GENERIC XML PARSER

The generic XML parser is designed to process XML records into SQL script that can then be uploaded into a relational database. The parser converts XML into a series of insert statements based on a configuration file that specifies the tables and columns that are desired by the user.

Created at the Cyberinfrastructure for Network Science Center at Indiana University

Contributors:

CHANGELOG

See CHANGELOG

Example Project

See the simple example for a simple layout and example project. The parse.sh file shows how to run the parser on the command line with all the necessary options for that example.

CONFIGURATION OPTIONS

There are a number of configuration options that will need to be set in order to run the parser.

Input Settings

One of these must be set to indicate which files to process.

-f --file: Defines a single file to parse.

-d --directory: Defines a directory to parse. All files ending in ".xml" within this directory will be parsed. Subdirectories will NOT be parsed.

Output Settings

-o --output: Defines the output directory to place files in.

Configuration File Settings

-c --config: Defines the configuration file with the map from XML to schema. This must be present. Details on the construction of this file are below.

-t --template: This defines a template file which can be used to create wrappers around the insert statements. This is optional.
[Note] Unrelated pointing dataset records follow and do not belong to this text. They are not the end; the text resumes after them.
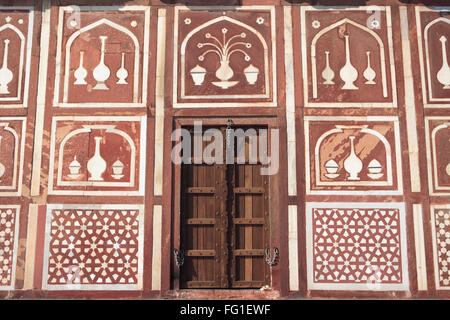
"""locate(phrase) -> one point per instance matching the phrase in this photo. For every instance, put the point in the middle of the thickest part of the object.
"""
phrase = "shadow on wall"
(241, 2)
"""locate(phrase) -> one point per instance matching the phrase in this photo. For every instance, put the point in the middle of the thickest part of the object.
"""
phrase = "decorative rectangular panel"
(224, 56)
(12, 136)
(440, 216)
(93, 247)
(351, 155)
(433, 35)
(356, 246)
(98, 155)
(9, 229)
(16, 31)
(102, 57)
(437, 130)
(348, 57)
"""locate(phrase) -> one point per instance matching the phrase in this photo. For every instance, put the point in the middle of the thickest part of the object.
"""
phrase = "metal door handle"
(179, 257)
(274, 260)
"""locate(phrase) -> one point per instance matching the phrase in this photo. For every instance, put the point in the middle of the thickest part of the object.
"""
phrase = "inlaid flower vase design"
(327, 73)
(352, 164)
(81, 73)
(348, 72)
(251, 74)
(224, 50)
(198, 75)
(369, 74)
(74, 169)
(96, 165)
(443, 74)
(101, 72)
(2, 167)
(6, 75)
(122, 73)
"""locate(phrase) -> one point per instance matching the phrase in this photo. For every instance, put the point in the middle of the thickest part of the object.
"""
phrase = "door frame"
(277, 203)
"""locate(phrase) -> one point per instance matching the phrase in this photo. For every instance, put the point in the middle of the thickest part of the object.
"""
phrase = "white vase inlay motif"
(122, 73)
(251, 74)
(6, 75)
(331, 167)
(375, 169)
(74, 169)
(328, 73)
(198, 75)
(117, 169)
(81, 73)
(225, 49)
(369, 74)
(352, 164)
(348, 73)
(443, 74)
(96, 166)
(101, 72)
(2, 167)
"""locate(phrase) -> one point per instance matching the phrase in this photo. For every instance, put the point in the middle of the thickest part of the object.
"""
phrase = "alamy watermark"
(235, 145)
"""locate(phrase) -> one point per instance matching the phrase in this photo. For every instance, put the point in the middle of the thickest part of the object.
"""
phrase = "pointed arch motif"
(21, 59)
(364, 28)
(427, 52)
(363, 129)
(211, 22)
(94, 25)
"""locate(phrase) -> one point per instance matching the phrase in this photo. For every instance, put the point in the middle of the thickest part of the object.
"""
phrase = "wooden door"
(224, 225)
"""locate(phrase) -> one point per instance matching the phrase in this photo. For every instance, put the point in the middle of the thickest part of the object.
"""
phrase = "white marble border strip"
(28, 281)
(19, 164)
(435, 253)
(15, 246)
(356, 286)
(431, 159)
(411, 119)
(91, 287)
(425, 76)
(40, 102)
(159, 104)
(57, 99)
(293, 248)
(392, 104)
(396, 153)
(274, 90)
(141, 156)
(27, 58)
(156, 255)
(420, 248)
(290, 103)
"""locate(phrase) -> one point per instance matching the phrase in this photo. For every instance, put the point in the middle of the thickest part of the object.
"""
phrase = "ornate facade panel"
(98, 155)
(9, 228)
(12, 136)
(224, 57)
(16, 29)
(433, 35)
(93, 247)
(440, 215)
(356, 246)
(437, 131)
(102, 57)
(348, 57)
(351, 155)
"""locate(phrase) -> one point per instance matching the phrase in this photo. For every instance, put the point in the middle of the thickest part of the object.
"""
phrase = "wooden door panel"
(200, 226)
(224, 225)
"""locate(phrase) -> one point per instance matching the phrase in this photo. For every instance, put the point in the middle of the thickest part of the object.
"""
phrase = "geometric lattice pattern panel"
(441, 245)
(9, 224)
(356, 246)
(94, 248)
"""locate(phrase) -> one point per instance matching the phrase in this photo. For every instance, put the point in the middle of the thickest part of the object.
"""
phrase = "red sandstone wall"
(73, 224)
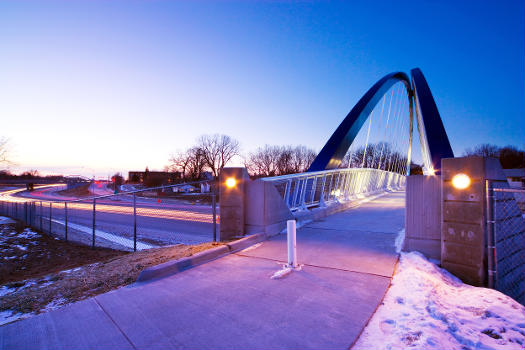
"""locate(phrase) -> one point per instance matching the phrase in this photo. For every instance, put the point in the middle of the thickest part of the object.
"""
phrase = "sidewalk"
(231, 302)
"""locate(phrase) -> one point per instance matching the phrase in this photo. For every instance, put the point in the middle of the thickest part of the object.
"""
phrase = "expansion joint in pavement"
(337, 229)
(115, 323)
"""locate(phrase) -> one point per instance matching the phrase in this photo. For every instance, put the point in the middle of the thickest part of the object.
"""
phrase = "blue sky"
(103, 86)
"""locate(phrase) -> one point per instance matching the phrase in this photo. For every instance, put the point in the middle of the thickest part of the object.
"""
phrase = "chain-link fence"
(506, 235)
(132, 220)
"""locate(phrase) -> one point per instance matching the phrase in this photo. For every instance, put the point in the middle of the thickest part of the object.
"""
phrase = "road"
(159, 221)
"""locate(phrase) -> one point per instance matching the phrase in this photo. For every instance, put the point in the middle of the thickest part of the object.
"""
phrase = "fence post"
(50, 216)
(65, 210)
(214, 209)
(134, 222)
(321, 196)
(490, 234)
(94, 207)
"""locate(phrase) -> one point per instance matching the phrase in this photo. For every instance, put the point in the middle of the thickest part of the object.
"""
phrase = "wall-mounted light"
(461, 181)
(231, 182)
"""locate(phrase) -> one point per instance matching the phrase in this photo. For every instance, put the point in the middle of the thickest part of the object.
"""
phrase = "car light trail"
(159, 213)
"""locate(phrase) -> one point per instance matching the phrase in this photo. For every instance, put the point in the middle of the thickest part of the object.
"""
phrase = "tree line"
(510, 157)
(213, 152)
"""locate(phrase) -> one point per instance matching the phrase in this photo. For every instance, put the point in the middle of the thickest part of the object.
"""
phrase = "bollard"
(65, 219)
(134, 222)
(292, 249)
(214, 208)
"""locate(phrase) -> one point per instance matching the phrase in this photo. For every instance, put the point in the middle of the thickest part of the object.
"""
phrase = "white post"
(292, 250)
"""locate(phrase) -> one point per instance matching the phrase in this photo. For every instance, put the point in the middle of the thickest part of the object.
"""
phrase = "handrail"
(128, 192)
(317, 188)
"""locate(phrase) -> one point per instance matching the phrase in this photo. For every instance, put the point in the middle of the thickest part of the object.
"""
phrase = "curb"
(175, 266)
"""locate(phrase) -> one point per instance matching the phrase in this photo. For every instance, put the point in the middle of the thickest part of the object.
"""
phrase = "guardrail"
(305, 190)
(131, 220)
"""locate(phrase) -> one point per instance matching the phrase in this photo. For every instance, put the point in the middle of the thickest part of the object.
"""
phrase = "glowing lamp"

Details on the construction of this file are below.

-l --file_number: This defines a CSV file with a mapping from file name to file number. This is optional. File numbers are often helpful for maintaining the most current version of a record. Details on the construction of this file are below.

XML Configuration Settings

These settings define the basic information that the parser needs to define records.

-p --parent: The name of the parent tag of the collection of records to be processed. In many cases, this is the root tag of the entire file, though if only a portion of the file is being processed, this can be defined as a path. (for example: "GreaterFile/CitationSet"). If each file consists of only a single record, this can be the same as the record tag below, but is required.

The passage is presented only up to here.